EDITORIAL: Má sorte chamar-se João
EDITORIAL: Má sorte chamar-se João
Por Paula Telo Alves - Chamar-se João ou Roger pode determinar o futuro das crianças. Um estudo da Universidade do Luxemburgo indica que os preconceitos dos professores podem estar a prejudicar os alunos portugueses. O caso levou esta semana a eurodeputada Marisa Matias a questionar a Comissão Europeia.
Na hora de decidir quem vai para o técnico e para o clássico, considerado a via mais elitista do ensino secundário, não são só os resultados escolares que pesam na balança. Os professores são influenciados por preconceitos em relação à nacionalidade e à situação socioeconómica dos alunos, prejudicando os alunos portugueses. As conclusões são de um estudo da Universidade do Luxemburgo que o Contacto noticiou em abril e que foi agora divulgado pela agência Lusa. Trocado em miúdos, ser português, e ainda por cima pobre, pode vedar o acesso aos ramos mais elitistas do ensino secundário.

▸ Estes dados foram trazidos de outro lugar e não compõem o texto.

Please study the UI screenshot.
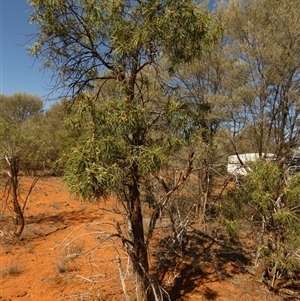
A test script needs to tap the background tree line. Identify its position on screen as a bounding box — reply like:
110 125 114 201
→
0 0 300 300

A experiência conduzida pela Universidade do Luxemburgo era simples. Os investigadores mostraram aos professores boletins fictícios de alunos luxemburgueses e portugueses. Cada boletim indicava os resultados escolares dos alunos, mas também a sua nacionalidade e a profissão dos pais. Depois, os professores tinham de decidir quem ia para o secundário clássico e para o ensino técnico-profissional. Resultado: os professores tomaram a decisão correta em relação a 90% dos alunos luxemburgueses, contra apenas 67% no caso dos portugueses.

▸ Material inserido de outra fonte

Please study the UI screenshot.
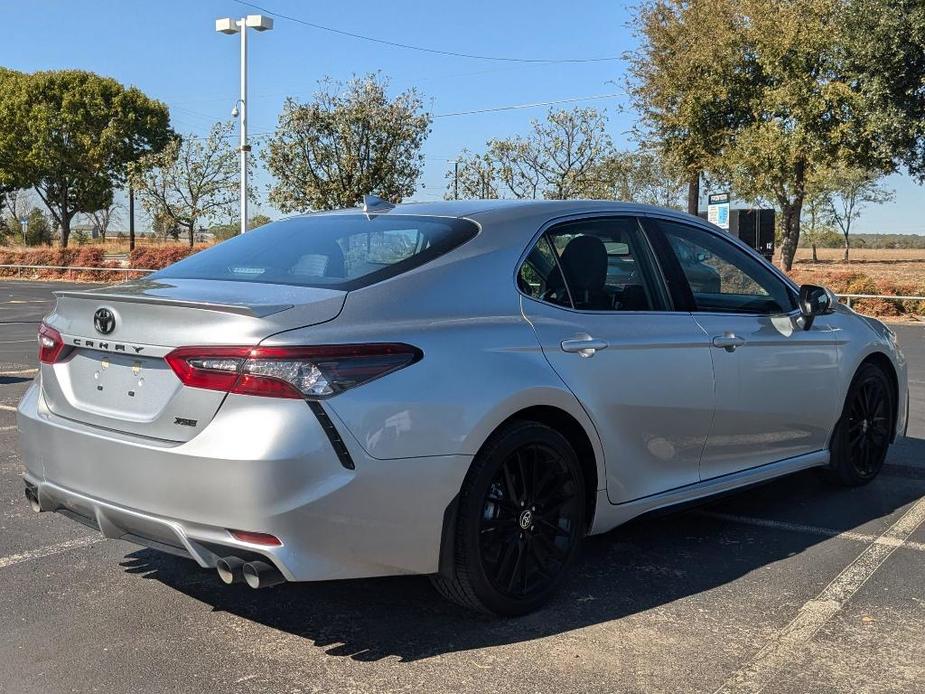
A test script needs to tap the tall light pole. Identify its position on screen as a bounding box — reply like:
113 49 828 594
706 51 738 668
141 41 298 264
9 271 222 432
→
215 14 273 234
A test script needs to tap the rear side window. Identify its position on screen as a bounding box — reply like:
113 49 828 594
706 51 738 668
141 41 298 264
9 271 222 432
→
658 221 793 315
151 214 478 290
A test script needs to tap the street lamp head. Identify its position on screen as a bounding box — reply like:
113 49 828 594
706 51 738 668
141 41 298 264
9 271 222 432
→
244 14 273 31
215 17 240 34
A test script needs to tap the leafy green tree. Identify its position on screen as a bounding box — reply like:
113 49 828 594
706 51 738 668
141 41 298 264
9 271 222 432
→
632 0 925 270
581 151 688 209
209 214 273 241
263 74 431 212
0 70 171 246
131 123 239 246
842 0 925 182
443 149 501 200
445 108 613 200
627 0 757 214
25 207 54 246
826 168 893 263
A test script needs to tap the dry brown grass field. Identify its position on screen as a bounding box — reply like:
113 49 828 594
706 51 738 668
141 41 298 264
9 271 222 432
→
790 248 925 319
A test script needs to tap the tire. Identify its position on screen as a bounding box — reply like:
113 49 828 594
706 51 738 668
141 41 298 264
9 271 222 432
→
828 363 896 487
431 422 585 616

O estudo foi feito com alunos fictícios, mas não há razão para acreditar que seja diferente na vida real. E os erros são ainda mais graves quando se sabe que a decisão sobre o futuro escolar e profissional dos alunos é tomada no final do ensino primário, selando muito cedo o destino destas crianças, como aponta a eurodeputada Marisa Matias. “A nacionalidade de uma criança não pode ser vista automaticamente como sinónimo de incapacidade de aprender, nem pode pré-determinar o tipo de ensino a que uma criança tem direito, ou a que escolhas profissionais pode ambicionar no seu futuro”, sublinha a eurodeputada na questão que apresentou à Comissão Europeia.
As conclusões da Universidade do Luxemburgo confirmam o mecanismo da reprodução social das desigualdades descrito pelo sociólogo francês Pierre Bourdieu. De forma consciente ou inconsciente, a escola, que deveria servir de ascensor social, continua a perpetuar as desigualdades dos alunos.
Mas os preconceitos dos professores não são a única barreira invisível que os portugueses enfrentam no ensino luxemburguês. A alfabetização em alemão favorece claramente os autóctones, apesar de o país ser trilingue, de o francês ser a língua mais procurada no mercado de trabalho, e de vários estudos apontarem a necessidade de diversificar a oferta escolar. Apesar disso, o Governo mantém na gaveta a promessa de fazer a alfabetização também em francês.
O sistema educativo continua a ter apenas mudanças cosméticas ou pontuais, como a abertura da Escola Internacional de Differdange. Não chega para erradicar a desigualdade profundamente enraizada na escola luxemburguesa.